A kitten has tested positive for rabies in the city of Rome, according to an announcement by the Oneida County Health Department.
The kitten was sent to the state Department of Health Wadsworth Center Laboratory in Albany for testing on Thursday, and positive results were reported on Friday, according to the Rome Sentinel.
Multiple adults and pets were exposed to the kitten, and are receiving appropriate treatment, said Oneida County Health Department officials. No further information was given about the kitten or how other people and animals were exposed.
The Health Department issued the following advice about rabies and animals — including pets:
*Signs of rabies include: Animal acting strangely; animal acting mad; animal acting shy – the animal may get unusually close; and drooling or foaming from the mouth.

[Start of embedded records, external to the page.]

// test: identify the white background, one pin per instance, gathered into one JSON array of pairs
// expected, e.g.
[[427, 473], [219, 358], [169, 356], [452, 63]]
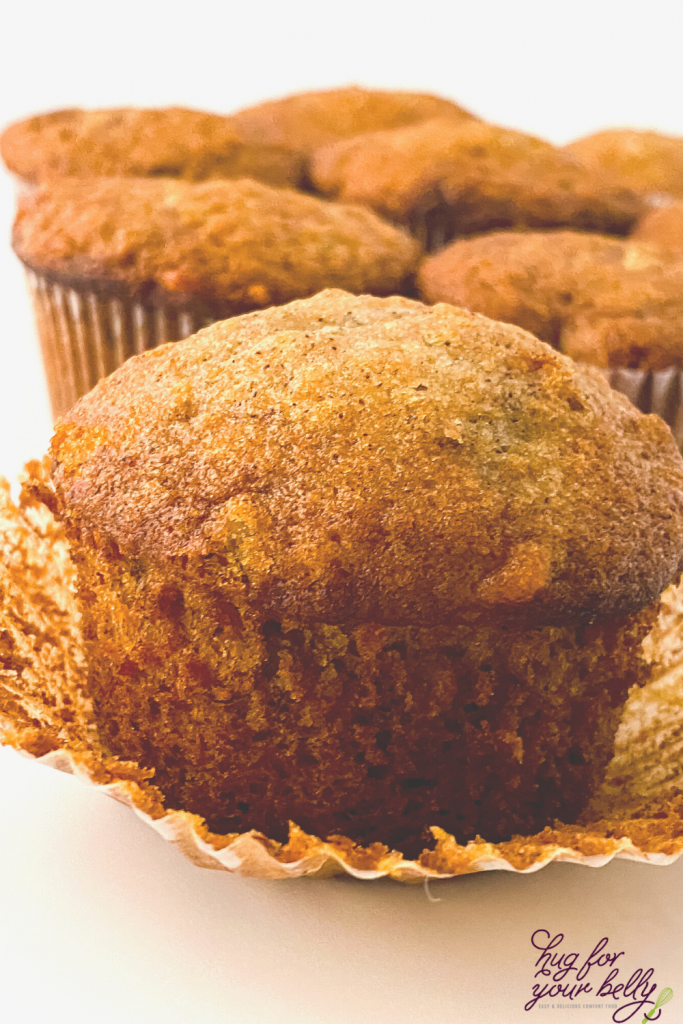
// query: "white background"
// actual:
[[100, 922]]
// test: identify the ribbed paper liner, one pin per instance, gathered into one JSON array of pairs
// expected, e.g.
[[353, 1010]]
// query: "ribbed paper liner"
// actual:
[[657, 391], [637, 815], [85, 336]]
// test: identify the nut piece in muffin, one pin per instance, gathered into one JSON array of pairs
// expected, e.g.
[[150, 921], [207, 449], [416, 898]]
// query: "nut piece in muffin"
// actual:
[[446, 179], [647, 162], [306, 121], [118, 265], [663, 227], [368, 566], [172, 142], [607, 301]]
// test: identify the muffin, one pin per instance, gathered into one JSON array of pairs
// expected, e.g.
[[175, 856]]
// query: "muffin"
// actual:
[[120, 265], [663, 227], [445, 179], [172, 142], [367, 566], [305, 122], [614, 303], [647, 162]]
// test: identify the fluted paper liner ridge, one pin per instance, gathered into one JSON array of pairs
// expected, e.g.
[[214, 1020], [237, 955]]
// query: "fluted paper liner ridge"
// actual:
[[637, 814]]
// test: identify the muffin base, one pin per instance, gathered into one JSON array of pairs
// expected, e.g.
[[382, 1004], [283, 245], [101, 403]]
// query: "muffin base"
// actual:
[[85, 335], [637, 815], [368, 731]]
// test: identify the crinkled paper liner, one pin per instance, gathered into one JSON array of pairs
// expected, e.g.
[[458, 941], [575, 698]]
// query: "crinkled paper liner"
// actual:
[[252, 855], [85, 336], [637, 815]]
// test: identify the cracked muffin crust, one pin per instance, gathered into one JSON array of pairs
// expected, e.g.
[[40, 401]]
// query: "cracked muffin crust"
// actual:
[[366, 565]]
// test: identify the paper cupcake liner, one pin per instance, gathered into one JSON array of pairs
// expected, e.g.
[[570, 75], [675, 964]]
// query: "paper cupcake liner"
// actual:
[[85, 336], [657, 391], [638, 813], [432, 229]]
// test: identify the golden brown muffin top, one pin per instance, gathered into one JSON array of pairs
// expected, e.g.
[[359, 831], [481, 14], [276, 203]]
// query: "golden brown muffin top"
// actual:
[[172, 142], [238, 245], [309, 120], [663, 227], [491, 176], [647, 162], [611, 302], [361, 460]]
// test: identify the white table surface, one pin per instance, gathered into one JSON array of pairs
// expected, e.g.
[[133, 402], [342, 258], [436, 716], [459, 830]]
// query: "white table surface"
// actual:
[[100, 921]]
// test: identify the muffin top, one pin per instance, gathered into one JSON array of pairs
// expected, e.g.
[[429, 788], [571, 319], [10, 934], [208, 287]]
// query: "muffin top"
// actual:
[[647, 162], [486, 175], [363, 460], [309, 120], [172, 142], [611, 302], [236, 245], [663, 227]]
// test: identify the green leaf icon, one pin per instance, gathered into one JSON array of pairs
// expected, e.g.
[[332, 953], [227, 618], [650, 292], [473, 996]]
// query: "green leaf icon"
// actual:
[[665, 995]]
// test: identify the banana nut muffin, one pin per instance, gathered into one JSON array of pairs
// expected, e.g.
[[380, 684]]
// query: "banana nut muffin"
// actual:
[[306, 121], [118, 265], [171, 142], [663, 227], [458, 178], [607, 301], [367, 565], [647, 162]]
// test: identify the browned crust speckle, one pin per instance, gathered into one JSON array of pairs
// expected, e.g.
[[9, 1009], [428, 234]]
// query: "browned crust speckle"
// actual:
[[336, 437]]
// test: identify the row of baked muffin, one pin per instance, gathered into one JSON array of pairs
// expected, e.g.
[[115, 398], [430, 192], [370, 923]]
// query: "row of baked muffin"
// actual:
[[353, 562], [135, 257]]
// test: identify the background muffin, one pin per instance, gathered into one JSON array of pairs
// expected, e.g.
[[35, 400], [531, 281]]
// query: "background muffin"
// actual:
[[118, 265], [397, 555], [307, 121], [614, 303], [647, 162], [446, 179], [173, 142], [663, 227]]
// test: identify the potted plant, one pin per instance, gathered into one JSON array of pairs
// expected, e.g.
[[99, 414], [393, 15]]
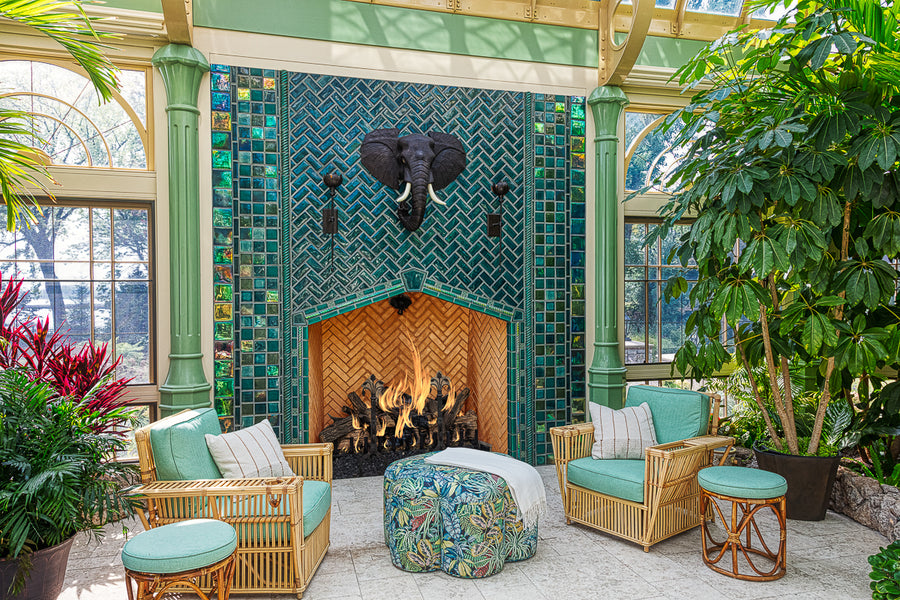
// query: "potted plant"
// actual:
[[790, 170], [56, 479]]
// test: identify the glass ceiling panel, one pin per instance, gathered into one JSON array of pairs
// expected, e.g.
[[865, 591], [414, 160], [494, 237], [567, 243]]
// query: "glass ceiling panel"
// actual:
[[718, 7], [773, 13]]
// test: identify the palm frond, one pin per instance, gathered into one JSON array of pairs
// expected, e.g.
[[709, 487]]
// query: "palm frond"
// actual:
[[69, 25]]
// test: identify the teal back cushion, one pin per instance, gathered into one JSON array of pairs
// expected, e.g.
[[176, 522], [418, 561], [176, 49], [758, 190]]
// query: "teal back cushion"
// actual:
[[677, 414], [179, 446]]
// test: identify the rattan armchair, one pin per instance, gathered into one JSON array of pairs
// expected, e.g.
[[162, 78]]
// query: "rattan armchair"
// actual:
[[274, 555], [671, 496]]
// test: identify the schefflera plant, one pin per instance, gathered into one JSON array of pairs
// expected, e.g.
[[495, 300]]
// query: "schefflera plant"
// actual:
[[791, 172]]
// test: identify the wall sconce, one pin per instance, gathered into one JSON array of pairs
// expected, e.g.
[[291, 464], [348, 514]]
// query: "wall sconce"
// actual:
[[495, 220], [329, 215]]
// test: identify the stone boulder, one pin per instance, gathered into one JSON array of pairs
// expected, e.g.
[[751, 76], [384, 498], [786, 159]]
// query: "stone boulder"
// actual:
[[868, 502]]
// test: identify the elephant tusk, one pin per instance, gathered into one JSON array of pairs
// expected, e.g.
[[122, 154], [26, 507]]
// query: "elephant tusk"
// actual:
[[405, 194], [434, 197]]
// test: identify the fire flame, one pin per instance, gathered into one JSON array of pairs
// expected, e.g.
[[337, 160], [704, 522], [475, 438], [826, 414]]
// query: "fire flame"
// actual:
[[408, 394]]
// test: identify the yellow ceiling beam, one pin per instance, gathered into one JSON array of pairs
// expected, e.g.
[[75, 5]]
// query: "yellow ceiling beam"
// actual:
[[585, 14], [582, 14], [616, 60], [179, 19]]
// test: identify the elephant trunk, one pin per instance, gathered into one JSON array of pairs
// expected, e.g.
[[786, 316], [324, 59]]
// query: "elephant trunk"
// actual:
[[412, 212]]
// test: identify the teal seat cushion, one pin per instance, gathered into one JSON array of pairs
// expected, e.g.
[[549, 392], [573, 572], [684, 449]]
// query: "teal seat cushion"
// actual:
[[316, 502], [179, 446], [741, 482], [613, 477], [179, 547], [677, 414]]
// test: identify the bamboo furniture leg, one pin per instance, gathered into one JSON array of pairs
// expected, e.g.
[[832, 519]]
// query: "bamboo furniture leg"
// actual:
[[741, 529], [152, 586]]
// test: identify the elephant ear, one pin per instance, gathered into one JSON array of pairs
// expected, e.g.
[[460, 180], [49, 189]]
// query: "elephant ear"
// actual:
[[378, 154], [449, 159]]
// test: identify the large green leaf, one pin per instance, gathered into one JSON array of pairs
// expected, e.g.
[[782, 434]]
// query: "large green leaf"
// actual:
[[764, 255]]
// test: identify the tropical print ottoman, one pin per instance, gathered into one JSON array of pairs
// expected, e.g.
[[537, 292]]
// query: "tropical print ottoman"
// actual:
[[457, 520]]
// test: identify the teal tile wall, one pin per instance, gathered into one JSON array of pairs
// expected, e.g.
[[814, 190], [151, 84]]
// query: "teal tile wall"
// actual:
[[246, 246], [275, 133]]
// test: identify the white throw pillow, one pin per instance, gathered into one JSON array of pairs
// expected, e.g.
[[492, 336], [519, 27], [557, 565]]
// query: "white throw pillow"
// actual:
[[624, 433], [250, 452]]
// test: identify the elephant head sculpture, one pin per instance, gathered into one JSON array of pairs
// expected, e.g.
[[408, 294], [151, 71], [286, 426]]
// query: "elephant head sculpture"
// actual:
[[416, 165]]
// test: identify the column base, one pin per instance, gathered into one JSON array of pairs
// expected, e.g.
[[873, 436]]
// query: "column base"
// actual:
[[607, 386], [176, 398]]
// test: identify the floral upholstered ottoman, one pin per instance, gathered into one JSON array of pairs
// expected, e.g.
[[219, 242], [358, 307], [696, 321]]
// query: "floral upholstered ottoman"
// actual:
[[458, 520]]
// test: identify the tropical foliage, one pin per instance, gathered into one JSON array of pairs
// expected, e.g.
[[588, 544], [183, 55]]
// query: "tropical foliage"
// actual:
[[22, 164], [885, 573], [791, 172], [55, 476]]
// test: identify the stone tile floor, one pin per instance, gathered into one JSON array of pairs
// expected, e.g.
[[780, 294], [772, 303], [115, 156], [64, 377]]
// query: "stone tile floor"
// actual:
[[825, 559]]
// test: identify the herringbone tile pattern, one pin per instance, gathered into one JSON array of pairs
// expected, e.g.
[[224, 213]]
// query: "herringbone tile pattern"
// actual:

*If anyone sees an animal, wild or stray, with these signs, they should not approach it and stay away. If any animal is acting strangely, call a local animal control officer for help.
*Residents are strongly urged to not approach animals that they do not know. For the safety of pets and the convenience of county residents, the Oneida County Health Department offers Rabies Vaccination Clinics throughout the year in various community locations.
Vaccination recommendations for pets:
• All cats, dogs, and ferrets age three-months or older must have a current rabies vaccination, even if they stay indoors.
• Dogs and cats must receive a rabies vaccination at 3-months-old, one year, and then once every three years.
• Ferrets must receive a rabies vaccination every year.